1.2.3 Cultivar o não-apego

Uma vez que a única dimensão da vida é o presente (passado é nostalgia; futuro
é esperança) e que o presente não é garantia de nada possuir (dado que nada está
assegurado), é sábio habituar-se ao não-apego. Novamente Epicteto:
O primeiro e principal exercício, o que conduz de imediato às portas do bem, consiste, quando
uma coisa nos prende, em considerar que ela não é daquelas que não nos podem ser tiradas; que
ela é como uma panela, ou uma taça de cristal, que quando se quebra não nos perturba porque
lembramos o que ela é.

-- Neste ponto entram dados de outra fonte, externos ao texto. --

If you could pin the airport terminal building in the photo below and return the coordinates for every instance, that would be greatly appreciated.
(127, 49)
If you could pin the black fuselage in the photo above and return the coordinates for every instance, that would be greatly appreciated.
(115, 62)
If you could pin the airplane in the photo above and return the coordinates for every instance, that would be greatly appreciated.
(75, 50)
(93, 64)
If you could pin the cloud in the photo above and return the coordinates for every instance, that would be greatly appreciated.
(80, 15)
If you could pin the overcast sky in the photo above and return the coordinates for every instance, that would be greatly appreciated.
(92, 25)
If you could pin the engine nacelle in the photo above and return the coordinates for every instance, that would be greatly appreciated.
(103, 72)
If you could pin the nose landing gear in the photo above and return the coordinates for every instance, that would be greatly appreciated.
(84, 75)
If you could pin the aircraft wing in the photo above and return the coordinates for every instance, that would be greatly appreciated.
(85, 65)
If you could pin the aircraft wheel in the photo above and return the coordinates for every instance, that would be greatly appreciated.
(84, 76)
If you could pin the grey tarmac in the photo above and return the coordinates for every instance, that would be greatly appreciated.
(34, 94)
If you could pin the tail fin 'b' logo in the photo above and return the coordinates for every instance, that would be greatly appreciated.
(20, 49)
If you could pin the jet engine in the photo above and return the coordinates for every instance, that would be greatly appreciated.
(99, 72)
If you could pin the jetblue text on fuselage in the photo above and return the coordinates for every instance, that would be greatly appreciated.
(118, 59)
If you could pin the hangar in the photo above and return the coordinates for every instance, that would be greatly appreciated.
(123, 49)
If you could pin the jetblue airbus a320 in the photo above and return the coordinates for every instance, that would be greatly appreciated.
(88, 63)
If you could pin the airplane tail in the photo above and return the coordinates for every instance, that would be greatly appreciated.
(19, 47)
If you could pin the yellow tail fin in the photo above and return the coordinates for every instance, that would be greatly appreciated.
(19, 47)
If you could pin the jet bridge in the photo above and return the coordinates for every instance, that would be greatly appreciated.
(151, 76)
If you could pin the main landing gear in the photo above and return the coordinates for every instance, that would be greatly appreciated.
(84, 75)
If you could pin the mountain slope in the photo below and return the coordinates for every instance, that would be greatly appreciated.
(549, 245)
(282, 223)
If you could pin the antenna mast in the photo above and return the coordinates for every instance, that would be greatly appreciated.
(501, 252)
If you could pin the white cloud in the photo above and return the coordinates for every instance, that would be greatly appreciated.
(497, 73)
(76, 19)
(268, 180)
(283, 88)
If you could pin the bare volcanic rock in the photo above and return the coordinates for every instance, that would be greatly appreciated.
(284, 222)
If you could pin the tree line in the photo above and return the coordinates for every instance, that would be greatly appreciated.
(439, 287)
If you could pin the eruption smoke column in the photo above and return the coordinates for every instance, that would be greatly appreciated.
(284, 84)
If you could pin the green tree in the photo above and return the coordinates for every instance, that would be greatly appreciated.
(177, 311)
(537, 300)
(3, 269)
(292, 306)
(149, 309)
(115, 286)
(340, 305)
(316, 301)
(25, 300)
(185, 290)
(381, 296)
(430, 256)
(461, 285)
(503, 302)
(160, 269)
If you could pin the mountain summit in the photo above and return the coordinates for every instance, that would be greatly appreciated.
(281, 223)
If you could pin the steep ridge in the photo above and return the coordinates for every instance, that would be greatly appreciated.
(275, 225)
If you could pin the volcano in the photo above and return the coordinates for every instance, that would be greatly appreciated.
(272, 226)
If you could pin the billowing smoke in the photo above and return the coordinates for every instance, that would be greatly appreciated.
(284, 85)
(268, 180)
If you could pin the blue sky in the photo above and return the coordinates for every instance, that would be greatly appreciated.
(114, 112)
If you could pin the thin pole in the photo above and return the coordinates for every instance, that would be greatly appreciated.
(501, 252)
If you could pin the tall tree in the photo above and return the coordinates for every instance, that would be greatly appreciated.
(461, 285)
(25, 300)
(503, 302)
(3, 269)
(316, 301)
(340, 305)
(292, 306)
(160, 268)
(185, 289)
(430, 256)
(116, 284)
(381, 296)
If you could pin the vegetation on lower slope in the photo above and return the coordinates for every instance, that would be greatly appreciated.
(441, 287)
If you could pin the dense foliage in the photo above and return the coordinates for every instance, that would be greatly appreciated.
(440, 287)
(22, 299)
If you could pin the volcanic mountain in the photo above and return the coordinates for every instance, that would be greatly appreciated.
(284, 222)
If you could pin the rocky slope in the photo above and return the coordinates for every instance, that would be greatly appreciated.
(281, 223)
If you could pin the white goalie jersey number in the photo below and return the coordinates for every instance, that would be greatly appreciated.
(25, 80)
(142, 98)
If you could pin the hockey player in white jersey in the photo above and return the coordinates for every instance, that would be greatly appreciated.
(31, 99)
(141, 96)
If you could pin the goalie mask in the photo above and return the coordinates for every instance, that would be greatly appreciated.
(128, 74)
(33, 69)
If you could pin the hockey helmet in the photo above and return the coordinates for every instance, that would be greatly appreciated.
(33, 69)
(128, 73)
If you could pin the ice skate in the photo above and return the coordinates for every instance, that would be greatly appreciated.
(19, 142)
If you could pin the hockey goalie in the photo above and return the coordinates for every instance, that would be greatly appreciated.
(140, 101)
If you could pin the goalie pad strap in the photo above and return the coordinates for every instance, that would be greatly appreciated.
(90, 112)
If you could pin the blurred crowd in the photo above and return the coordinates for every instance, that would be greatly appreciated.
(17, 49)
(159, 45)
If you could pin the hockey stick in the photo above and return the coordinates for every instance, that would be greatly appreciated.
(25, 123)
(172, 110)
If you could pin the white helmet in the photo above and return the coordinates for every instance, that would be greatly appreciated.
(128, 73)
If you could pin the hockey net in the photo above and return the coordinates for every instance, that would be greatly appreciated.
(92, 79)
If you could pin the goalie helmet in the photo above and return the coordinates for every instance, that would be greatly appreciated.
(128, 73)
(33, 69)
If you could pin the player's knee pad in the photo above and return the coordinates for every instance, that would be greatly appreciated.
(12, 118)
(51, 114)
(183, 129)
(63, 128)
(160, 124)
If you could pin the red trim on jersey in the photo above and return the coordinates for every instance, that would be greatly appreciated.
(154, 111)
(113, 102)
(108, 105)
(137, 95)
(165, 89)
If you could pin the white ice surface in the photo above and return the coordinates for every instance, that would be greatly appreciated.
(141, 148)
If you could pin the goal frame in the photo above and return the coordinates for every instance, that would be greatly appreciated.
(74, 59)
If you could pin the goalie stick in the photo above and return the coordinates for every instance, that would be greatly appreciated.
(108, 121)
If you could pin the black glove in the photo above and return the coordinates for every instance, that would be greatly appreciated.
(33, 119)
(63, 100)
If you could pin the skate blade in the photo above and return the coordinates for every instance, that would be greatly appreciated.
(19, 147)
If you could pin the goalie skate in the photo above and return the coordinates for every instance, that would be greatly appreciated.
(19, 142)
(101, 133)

O mesmo acontece aqui: se abraças um filho, um irmão ou um amigo, não
te abandones sem reservas à imaginação... Lembra-te que amas um mortal, um ser que não é
absolutamente tu mesmo. Ele te foi concedido para o momento, mas não para sempre, nem sem
que te possa ser tomado... que mal existe em murmurar entre dentes, enquanto se abraça o filho:
“Amanhã ele morrerá?” (Entretiens, III, 84 ss.)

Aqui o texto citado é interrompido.